The £780m single country investment trust focuses on Vietnam’s domestic sectors that are well-placed to capture rising wealth and consumption as the country sets its sights on becoming a bona fide emerging market in the next five years.

However, China’s position as a global manufacturer has also meant Vietnam has been caught up in supply chain issues owing to its 15% gross domestic product (GDP) trade deficit to the country. 

‘A lot of components that Vietnam produces to export to the US and Europe do come from China. With China’s slowdown, there’s a conservative inventory of these components that will be depleted in the coming weeks and months if China continues its lockdown,’ Ho (pictured below) said.

The US and EU make up 41% of Vietnam’s exports, said Ho, which represents a major risk to its economy, where gross domestic product growth of 6.5% has been forecast in 2022, the second highest among Association of Southeast Asian Nations (ASEAN) member states after Singapore. 
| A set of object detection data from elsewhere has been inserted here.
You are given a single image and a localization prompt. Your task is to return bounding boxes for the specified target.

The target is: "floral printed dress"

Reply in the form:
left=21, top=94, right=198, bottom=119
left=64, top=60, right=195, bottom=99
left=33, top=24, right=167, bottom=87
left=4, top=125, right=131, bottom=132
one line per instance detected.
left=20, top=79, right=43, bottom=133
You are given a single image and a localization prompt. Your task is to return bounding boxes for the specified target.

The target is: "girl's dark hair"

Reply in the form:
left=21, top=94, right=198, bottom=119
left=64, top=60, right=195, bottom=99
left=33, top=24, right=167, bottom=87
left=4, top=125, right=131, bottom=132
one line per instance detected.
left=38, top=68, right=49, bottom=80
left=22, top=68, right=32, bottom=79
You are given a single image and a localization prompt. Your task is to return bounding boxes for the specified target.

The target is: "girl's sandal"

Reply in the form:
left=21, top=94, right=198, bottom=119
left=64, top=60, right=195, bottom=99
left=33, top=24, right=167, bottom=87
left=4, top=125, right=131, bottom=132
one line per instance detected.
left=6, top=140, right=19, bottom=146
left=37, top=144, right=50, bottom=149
The trust combines investing in listed and unlisted companies, with roughly two thirds of assets classed as conventional public equities, according to the March factsheets.

Real estate is the largest sector in the fund, making up 25.8% of assets, while the team flagged Vietnam’s infrastructure spending is set to surge about 40% over the next five years. Top five property company holdings include Khang Dien House and Vinhome.

Materials and financials hold have % and 20.1% weightings respectively, with the largest positions including Asia Commercial Bank and Phuoc Hua Rubber.

Ho acknowledged the liquidity issues which hard-to-trade private holdings could cause, explaining how the team mitigates the risks.

‘All our investments have put options, the ability to sell our shares back to the sponsor, or the company, at a formidable [return],’ he said

The manager noted that put options – which guarantee the right to sell at a certain price – are negotiated with the sponsor or largest shareholders rather than the company.

The 2%-yielding trust’s underlying portfolio has generated a -4.4% return year to date, according to Numis, above the benchmark Vietnam Stock Index’s return of -10.5% and top among peers.

The shares have lagged slightly with returns of -6.5%, but are now trading at a 20.6% discount to net asset value, offering investors an apparently cheap ‘entry point’ into a fast-growing economy.

The board has spent over £280m since 2011 on share buybacks, Ho said, in an effort to reduce the closed-end fund’s persistent discount, which has averaged 18.9% over the last 12 months. 

Longer term returns are also well above the benchmark. Over the last three years, the portfolio has made investment returns of 58.5%, more than 20% ahead of the Vietnam Stock Index. 

Ho highlighted that Vietnam has already qualified to enter the emerging markets index on most measures, but there are a few ‘soft factors’ still keeping it classed as a ‘frontier market’ by MSCI. 

‘Financial statements must be written fully in English, trading liquidity of some of the larger companies should not be limited and foreign ownership limits must be lifted completely – a lot of companies choose to cap it at 49%,’ he said.